Copilot-cli: Instructions on using EFS / S3 are unclear

+1

Heya! We just released v0.2.0 which introduced a new command storage init that should make creating an S3 bucket easier! Can you give it a try and let us know if it helps solve your usecase?

For EFS, we have a task that's in the backlog https://github.com/aws/copilot-cli/issues/948 to enable overriding the task definition for efs volumes however we haven't started working on it yet.

Hi @izaacdb! This template is accessible through the newly released copilot storage init command. You can run the following:

$ copilot storage init --svc frontend --name user-data-bucket --storage-type S3

to create an S3 bucket named "user-data-bucket" associated with and accessible by the "frontend" service in this sample.

Under the hood, the storage init command populates the template you've linked and writes it to the copilot/<service>/addons folder. Then, when you run copilot svc deploy, we'll create the bucket for you and inject an environment variable containing the bucket's name into your service container so it's easy for your code to access.

EFS is a bit more involved and isn't supported yet, since as Efe said we'll need to enable task definition overrides in the manifest in order to allow your services to mount the right volumes before we can programmatically generate the CF for you with storage init.

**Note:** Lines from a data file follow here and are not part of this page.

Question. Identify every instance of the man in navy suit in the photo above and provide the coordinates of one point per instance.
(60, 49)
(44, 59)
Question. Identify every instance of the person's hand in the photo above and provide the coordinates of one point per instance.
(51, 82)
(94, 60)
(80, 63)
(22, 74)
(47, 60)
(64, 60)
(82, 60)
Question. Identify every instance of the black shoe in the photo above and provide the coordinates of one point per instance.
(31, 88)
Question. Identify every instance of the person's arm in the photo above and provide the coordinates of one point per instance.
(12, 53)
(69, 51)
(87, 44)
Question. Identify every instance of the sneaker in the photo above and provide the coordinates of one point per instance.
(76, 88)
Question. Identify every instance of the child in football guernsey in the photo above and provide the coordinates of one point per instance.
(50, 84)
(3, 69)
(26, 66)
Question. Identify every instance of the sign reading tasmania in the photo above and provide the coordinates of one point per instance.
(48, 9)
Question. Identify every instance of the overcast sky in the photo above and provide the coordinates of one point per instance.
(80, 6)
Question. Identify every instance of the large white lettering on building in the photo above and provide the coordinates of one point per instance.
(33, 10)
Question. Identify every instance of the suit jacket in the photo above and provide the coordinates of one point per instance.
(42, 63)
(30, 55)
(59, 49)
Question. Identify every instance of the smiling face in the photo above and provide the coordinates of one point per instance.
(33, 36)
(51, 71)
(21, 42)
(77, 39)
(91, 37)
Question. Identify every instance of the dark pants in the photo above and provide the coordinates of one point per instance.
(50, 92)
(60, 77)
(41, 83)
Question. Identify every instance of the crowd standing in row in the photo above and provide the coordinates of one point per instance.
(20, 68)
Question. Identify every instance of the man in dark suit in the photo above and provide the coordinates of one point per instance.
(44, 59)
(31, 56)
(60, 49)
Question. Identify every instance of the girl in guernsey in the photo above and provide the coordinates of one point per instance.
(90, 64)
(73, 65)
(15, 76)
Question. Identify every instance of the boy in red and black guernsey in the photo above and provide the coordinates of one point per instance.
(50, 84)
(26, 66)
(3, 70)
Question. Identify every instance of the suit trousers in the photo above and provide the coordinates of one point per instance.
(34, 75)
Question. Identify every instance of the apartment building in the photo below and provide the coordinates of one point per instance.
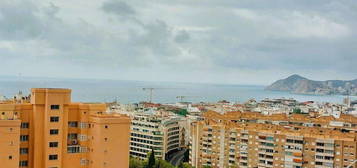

Can I use a existing S3 bucket?

Heya @lusatiro,

You should be able to!

1. You can provide your bucket name as an environment variable in the manifest
2. You can add an an addon with the necessary permissions to access the bucket:

# under ./copilot/<svcName>/addons/s3-permissions.yml
Parameters:
  App:
    Type: String
    Description: Your application's name.
  Env:
    Type: String
    Description: The environment name your service, job, or workflow is being deployed to.
  Name:
    Type: String
    Description: The name of the service, job, or workflow being deployed.
Resources:
  MyAccessPolicy:
    Type: AWS::IAM::ManagedPolicy
    Properties:
      PolicyDocument:
        Version: 2012-10-17
        Statement:
          - Sid: S3ObjectActions
            Effect: Allow
            Action:
              - s3:GetObject
              - s3:PutObject
              - s3:PutObjectACL
              - s3:PutObjectTagging
              - s3:DeleteObject
              - s3:RestoreObject
            Resource: <YOUR_BUCKET_ARN>
          - Sid: S3ListAction
            Effect: Allow
            Action: s3:ListBucket
            Resource: <YOUR_BUCKET_ARN>
Outputs:
  MyAccessPolicyARN:
    Value: !Ref MyAccessPolicy

This will attach the MyAccessPolicy to your ECS Task Role to access the S3 bucket

How can I give all public access to GetObject?

Hi @renatogbp

How can I give all public access to GetObject?

I don't think I am following 😅 what is the scenario you'd like to achieve?

Hi @efekarakus,

I am using a S3 to store images which will be showed on my front end app. So I wondering if I should give read access to public (anyone), or only read access to my front end app?

The back end service will be responsible for uploading/deleting a image into S3

So I wondering if I should give read access to public (anyone), or only read access to my front end app?

Heya! If you want the images to be only available for a set period of time, then I'd recommend giving only permission to the frontend service to generate a presigned URL

If you don't need to do some sort validation before accessing images, then it should be safe to give read access to the public following the approach listed in this post: read-access-objects-s3-bucket. As long as you don't give a ListBucket permission to the public and limit the GetObject requests by a prefix then it should be okay!